This tutorial is part of my smart bird feeder. Here I explain how I trained the custom model for classification using Seeed Studio reComputer J4012 and YOLOv8.
Preparing the reComputerThe reComputer J4012 from Seeed Studio is a Jetson Orin NX 16GB. It's a powerfull machine, but the Tegra Linux comes with a lot of things and, boots to graphical mode.

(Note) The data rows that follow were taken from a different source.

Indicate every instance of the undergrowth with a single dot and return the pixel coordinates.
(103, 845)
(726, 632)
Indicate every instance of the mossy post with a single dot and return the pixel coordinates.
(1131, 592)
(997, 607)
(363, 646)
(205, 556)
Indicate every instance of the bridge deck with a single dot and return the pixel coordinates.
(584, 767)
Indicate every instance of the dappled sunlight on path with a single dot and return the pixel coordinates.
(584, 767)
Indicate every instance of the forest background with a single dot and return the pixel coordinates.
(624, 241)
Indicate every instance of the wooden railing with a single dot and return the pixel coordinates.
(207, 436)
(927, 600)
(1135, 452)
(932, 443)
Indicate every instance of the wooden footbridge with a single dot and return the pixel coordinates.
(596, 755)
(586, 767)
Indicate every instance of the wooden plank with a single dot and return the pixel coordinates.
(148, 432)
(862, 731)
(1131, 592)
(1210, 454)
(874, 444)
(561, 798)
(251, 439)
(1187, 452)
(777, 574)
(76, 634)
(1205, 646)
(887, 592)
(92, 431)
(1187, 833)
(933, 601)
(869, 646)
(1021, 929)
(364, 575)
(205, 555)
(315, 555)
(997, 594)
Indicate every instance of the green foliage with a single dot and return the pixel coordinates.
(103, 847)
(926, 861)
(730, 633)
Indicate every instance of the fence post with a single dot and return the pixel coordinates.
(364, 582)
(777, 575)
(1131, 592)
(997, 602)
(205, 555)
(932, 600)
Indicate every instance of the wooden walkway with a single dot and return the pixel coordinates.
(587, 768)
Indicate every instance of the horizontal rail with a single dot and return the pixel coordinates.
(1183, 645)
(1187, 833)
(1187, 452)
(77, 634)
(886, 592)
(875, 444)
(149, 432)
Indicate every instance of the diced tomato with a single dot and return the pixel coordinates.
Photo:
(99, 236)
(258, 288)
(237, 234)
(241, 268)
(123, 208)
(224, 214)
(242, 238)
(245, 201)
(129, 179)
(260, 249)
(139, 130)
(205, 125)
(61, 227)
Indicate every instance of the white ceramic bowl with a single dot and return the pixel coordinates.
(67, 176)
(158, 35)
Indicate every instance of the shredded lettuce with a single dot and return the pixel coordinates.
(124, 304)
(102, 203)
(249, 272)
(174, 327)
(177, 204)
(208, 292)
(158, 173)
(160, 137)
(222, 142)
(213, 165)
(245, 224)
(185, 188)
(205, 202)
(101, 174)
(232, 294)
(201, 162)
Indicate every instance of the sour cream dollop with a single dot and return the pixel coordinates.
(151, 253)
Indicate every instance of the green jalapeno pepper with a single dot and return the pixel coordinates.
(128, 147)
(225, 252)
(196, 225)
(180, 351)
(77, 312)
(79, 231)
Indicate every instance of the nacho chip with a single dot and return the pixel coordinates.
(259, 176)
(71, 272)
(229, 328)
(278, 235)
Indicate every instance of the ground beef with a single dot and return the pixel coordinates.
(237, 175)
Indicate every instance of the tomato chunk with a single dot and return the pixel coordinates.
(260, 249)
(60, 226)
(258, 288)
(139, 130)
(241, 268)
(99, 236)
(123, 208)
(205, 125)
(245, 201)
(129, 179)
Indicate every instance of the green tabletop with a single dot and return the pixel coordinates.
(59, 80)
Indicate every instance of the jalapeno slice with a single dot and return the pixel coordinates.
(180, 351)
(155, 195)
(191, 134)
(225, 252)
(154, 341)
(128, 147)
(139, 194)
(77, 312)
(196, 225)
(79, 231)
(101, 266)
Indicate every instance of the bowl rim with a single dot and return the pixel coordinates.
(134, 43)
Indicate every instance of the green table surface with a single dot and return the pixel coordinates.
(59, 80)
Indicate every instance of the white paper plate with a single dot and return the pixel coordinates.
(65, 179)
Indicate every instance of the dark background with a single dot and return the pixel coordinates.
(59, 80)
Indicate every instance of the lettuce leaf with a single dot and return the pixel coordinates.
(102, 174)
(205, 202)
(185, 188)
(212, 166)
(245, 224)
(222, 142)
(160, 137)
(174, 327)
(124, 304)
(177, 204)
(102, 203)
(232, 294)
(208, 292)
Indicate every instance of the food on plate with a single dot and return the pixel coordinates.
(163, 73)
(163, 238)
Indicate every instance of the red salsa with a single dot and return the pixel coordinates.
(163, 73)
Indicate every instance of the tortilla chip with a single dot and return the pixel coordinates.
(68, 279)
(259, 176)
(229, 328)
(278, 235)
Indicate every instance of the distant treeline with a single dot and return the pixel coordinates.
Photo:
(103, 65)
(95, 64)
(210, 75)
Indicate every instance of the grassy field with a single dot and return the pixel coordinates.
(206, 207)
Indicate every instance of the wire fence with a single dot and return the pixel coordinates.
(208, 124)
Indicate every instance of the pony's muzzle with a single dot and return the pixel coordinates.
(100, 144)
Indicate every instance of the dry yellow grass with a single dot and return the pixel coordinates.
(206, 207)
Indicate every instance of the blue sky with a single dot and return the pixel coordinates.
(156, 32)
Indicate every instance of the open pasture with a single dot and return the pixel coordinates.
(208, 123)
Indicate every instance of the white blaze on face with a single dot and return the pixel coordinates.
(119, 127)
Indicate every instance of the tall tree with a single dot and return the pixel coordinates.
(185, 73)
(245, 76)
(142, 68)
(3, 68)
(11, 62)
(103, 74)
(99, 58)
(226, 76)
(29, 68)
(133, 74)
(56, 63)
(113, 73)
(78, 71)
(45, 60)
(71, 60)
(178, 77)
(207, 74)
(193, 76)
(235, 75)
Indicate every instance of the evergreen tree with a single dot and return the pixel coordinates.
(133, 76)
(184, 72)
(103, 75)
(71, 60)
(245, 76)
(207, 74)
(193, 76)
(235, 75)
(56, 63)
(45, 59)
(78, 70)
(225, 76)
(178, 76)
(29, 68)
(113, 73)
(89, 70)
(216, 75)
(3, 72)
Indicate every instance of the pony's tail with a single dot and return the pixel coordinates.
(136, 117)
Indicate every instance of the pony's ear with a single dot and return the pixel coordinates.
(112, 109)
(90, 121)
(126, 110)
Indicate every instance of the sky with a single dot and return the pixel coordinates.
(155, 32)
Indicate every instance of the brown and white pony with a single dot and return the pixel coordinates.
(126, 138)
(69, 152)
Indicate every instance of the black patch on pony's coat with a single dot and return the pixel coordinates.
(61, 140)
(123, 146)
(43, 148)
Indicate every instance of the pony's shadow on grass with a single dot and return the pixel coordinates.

I'm using JetPack 6.0 - So, everything here about installing packages is within this version.
Change boot mode
It's all good, but we aren't going to need graphics and, in idle mode is consuming 1.5GB of memory
So, I'm going to make it boot to CLI
sudo systemctl set-default multi-user
As of now, our reComputer will boot to CLI. Let's set it now to CLI mode
sudo systemctl isolate multi-user
We've passed from using 1.5GB of memory to 700MB. Every memory byte counts when using Machine Learning.
Change Power mode
In the file /etc/nvpmodel.conf, we have the power modes available.
< POWER_MODEL ID=0 NAME=MAXN >
< POWER_MODEL ID=1 NAME=10W >
< POWER_MODEL ID=2 NAME=15W >
< POWER_MODEL ID=3 NAME=25W >
We can then use sudo nvpmodel -m <#power model> to change the power mode. And, according to this thread post, the settings are kept even after reboots.
To see what power level are we on now,
sudo nvpmodel -q
Let's select the max power mode for the training of our model
sudo nvpmodel -m 0
After a reboot, we can confirm that we're running full power
For the training, I'm going to use YOLOv8. Bellow are the steps needed to install it with CUDA support.
The model
Because this is a classification task, I don't need to know the position of the bird in the photo. I have procured 12 classes of birds and created a classification dataset in Roboflow.
You can use another dataset of your choice, as long as it is a Classification dataset or model
Those 12 classes of birds are the ones common to where I live and I thought that, those are the ones that have more probability to come feed on my feeder.
To use this dataset, I'm going to export it and select folder structure
Next, select Jupyter and copy the code if you're going to use a notebook, or select Terminal if you're executing the commands in the terminal.
Creating the environment
We're going to create a virtual environment, install PyTorch and install YOLOv8. Per documentation tip, it's better to install PyTorch first and then ultralytics.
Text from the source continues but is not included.